Tunga and his team envisioned a system that would use solar panels and batteries to provide power to reduce the temperature inside the lava tube to the cryogenic temperatures needed to build a lunar ark. This is a crucial difference between Tunga’s design and Hagedorn’s thought experiment: While Tunga’s group aims to actively cool the ark, Hagedorn and the Smithsonian team envision a repository that would use natural features of the moon to keep the samples at cryogenic temperatures.
“The idea behind our proposal is to make it as passive as possible,” Parenti said, noting that the idea of building something to store supplies on the lunar surface has long been explored, but all of those ideas would require crew maintenance.

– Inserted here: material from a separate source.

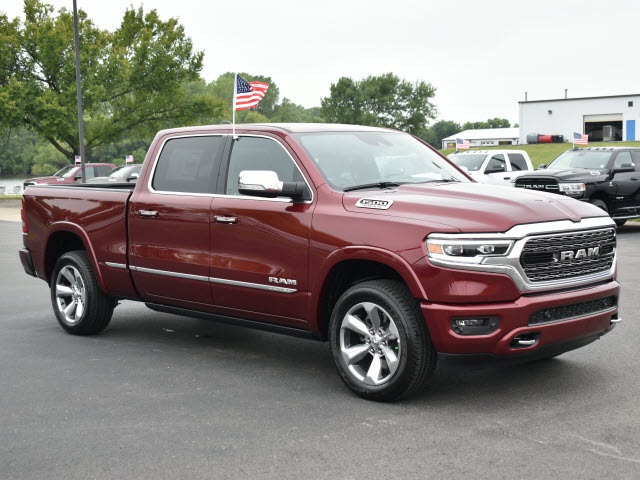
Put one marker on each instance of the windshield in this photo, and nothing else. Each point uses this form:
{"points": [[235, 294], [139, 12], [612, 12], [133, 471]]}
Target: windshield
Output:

To passively maintain the frozen state, they propose building a repository on the moon’s south pole, where a coincidence of celestial geometry creates areas of permanent shadow within some craters, where temperatures can drop to minus 196 degrees Celsius. These conditions would allow the samples to be stored without the need for a crew, and could be maintained by the rover and robots alone.
In theory, the permanent polar shadows are ideal for such projects, but “we fundamentally don’t know what those places are like,” Thanga counters. Just last month, NASA canceled a mission that would have been the first spacecraft to explore the poles, citing technical challenges. “That’s ironic,” Thanga says. “It’s close to Earth, but it’s probably one of the most hostile places in the entire solar system.”
But Fitzpatrick believes NASA’s current lunar exploration roadmap, including a mission scheduled for later this year to land on a ridge overlooking the polar shadow, provides ample opportunity to explore and understand the dark polar regions. But as NASA begins to explore these regions, Tanga noted, we may learn more about how difficult it is to live and function in that level of cold.
“Just getting it to work at cryogenic temperatures is no mean feat,” Thanga said. “Machines behave strangely. In an environment like space, they can freeze up, they can lock up, they can do anything. Even at moderately cold temperatures in a vacuum, you get a phenomenon called cold welding, where when two pieces of metal touch, they melt.”
Tanga argues that building the ark inside a lava tube would be a smarter approach, because his planetary science colleagues expect it to be quite similar to ours on Earth, but much colder, so researchers and engineers would know what to expect and how to plan.
But as with Hagedorn’s vision, the price and timeline have yet to be determined, though Thanga expects that once the design is finalized (which could still be years away), it could be built and assembled faster and cheaper than the International Space Station.